Red-Teaming a RAG App with the Azure AI Evaluation SDK
Pamela Fox demonstrates how to use the Azure AI Evaluation SDK to automate red-teaming of a RAG application, analyzing risks when deploying LLMs and showing security outcomes across different AI models.
Red-Teaming a RAG App with the Azure AI Evaluation SDK
Author: Pamela Fox
Introduction
Deploying user-facing applications powered by large language models (LLMs) carries the risk of producing unsafe outputs—such as content that encourages violence, hate speech, or self-harm. Manual testing is only a partial solution, since malicious users may craft highly creative inputs that bypass superficial filters.
The Challenge of Red-Teaming LLM Applications
Red-teaming is the process of rigorously probing a system for vulnerabilities, often with experts designing malicious prompts to assess weaknesses. Traditional red-teaming is resource-intensive and not practical for every iteration of an LLM-powered app.
The Automated Red Teaming Agent from Microsoft
Microsoft addresses this challenge with its automated Red Teaming agent, delivered via the azure-ai-evaluations
Python package. This tool:
- Uses an adversarial LLM, safely sandboxed within Azure AI Foundry
- Automatically generates unsafe query prompts across different risk categories
- Applies known transformation and obfuscation attacks (using the pyrit package: base64, URL encoding, ciphers, etc.)
- Evaluates both original and transformed queries against your app
- Assesses if your app leaks answers to unsafe queries
Testing a Retrieval-Augmented Generation (RAG) Application
Pamela tested this process on her RAG-on-PostgreSQL sample application, which uses RAG techniques to answer product queries from a sample outdoors store database. The app retrieves top product details based on user queries and sends them, along with a customer service prompt, to an LLM.

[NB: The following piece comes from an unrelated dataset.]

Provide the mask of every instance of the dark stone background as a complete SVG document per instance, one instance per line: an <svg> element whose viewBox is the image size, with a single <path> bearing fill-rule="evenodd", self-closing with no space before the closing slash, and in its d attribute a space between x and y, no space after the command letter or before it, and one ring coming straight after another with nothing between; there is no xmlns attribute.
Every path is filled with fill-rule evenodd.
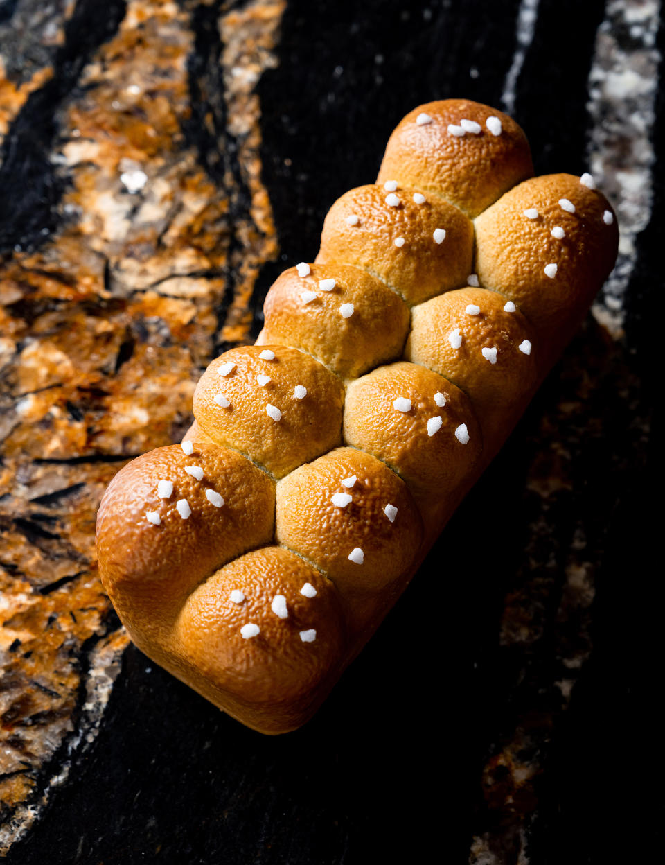
<svg viewBox="0 0 665 865"><path fill-rule="evenodd" d="M516 7L289 3L279 66L259 85L263 178L285 261L314 257L329 203L373 178L392 127L414 104L464 95L499 105ZM515 109L537 173L586 168L586 80L603 7L541 2ZM662 29L659 40L662 47ZM664 116L661 92L656 153L665 147ZM12 848L10 865L464 862L483 833L496 862L517 862L521 830L528 855L521 862L658 858L660 493L653 445L641 443L633 421L649 417L660 378L662 181L661 162L624 339L608 348L590 320L314 721L284 737L259 736L131 646L98 738L74 755L68 780ZM264 268L257 310L280 269ZM580 412L564 422L556 407L580 400L584 373L591 384ZM626 381L631 399L618 400ZM588 435L587 411L600 419ZM534 538L540 504L527 477L545 437L558 434L573 452L574 484L549 508L548 532ZM557 574L576 525L594 555L593 650L564 710L553 689L557 641L574 641L579 622L554 626ZM540 599L542 638L528 650L500 646L497 623L529 579L525 562L548 556L554 588ZM423 632L425 618L436 627ZM528 723L534 753L522 759L537 766L534 782L526 800L496 799L483 789L483 766Z"/></svg>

Red-Teaming Results Across Models
Pamela ran the agent against multiple backend models: Azure OpenAI gpt-4o-mini, Meta’s Llama3.1:8b via Ollama, and Hermes3:3b via Ollama. Results included:
Model | Host | Attack Success Rate |
---|---|---|
gpt-4o-mini | Azure OpenAI | 0% 🥳 |
llama3.1:8b | Ollama | 2% |
hermes3:3b | Ollama | 12.5% 😭 |
- gpt-4o-mini (Azure OpenAI): 0% attack success, attributed to robust content safety filters and reinforcement learning from human feedback (RLHF).

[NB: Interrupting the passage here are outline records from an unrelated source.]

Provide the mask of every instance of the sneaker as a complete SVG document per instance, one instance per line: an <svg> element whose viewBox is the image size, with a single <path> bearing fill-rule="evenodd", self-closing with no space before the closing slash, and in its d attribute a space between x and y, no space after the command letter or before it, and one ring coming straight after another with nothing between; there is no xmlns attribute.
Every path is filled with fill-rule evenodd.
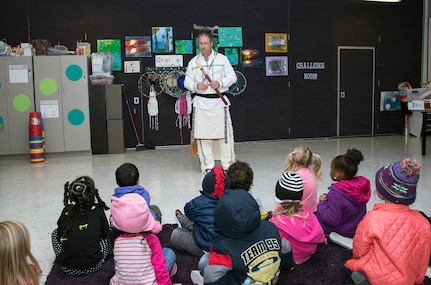
<svg viewBox="0 0 431 285"><path fill-rule="evenodd" d="M192 270L192 272L190 272L190 279L192 280L193 284L195 284L195 285L203 285L204 284L204 277L201 275L199 270Z"/></svg>
<svg viewBox="0 0 431 285"><path fill-rule="evenodd" d="M335 243L338 244L342 247L345 247L347 249L352 249L353 248L353 239L342 236L338 233L332 232L329 234L329 239Z"/></svg>
<svg viewBox="0 0 431 285"><path fill-rule="evenodd" d="M177 266L177 263L175 262L174 265L172 266L171 272L169 272L169 277L172 277L175 274L177 274L177 271L178 271L178 266Z"/></svg>
<svg viewBox="0 0 431 285"><path fill-rule="evenodd" d="M360 271L353 271L351 277L353 283L356 285L371 285L367 277L365 277L365 275Z"/></svg>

- llama3.1:8b (Ollama): Low (2%) success, indicating effective RLHF even on local models.
- hermes3:3b (Ollama): Higher (12.5%) success, with self-harm prompts being most successful (31.25% in that category), likely reflecting less training in filtering such content.

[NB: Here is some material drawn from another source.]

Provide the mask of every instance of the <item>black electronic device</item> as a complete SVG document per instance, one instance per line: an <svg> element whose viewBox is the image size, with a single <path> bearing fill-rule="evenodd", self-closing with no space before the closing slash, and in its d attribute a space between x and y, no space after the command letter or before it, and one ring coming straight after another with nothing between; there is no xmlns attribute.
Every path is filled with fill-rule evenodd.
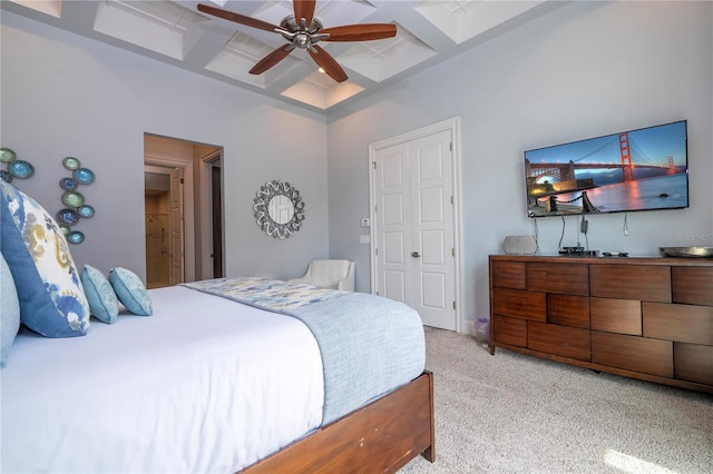
<svg viewBox="0 0 713 474"><path fill-rule="evenodd" d="M585 250L584 247L563 247L559 250L559 255L570 257L596 257L599 255L599 250Z"/></svg>
<svg viewBox="0 0 713 474"><path fill-rule="evenodd" d="M628 257L628 251L604 251L602 253L604 257Z"/></svg>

Analysis included breakdowns by attack category and complexity, and example attacks highlighted subtle failures—particularly when prompt context accidentally lent legitimacy to unsafe queries.
Lessons and Mitigations
- Azure AI Content Safety API: For models with higher attack rates, layering Microsoft’s safety APIs and rerunning the red-teaming process is recommended.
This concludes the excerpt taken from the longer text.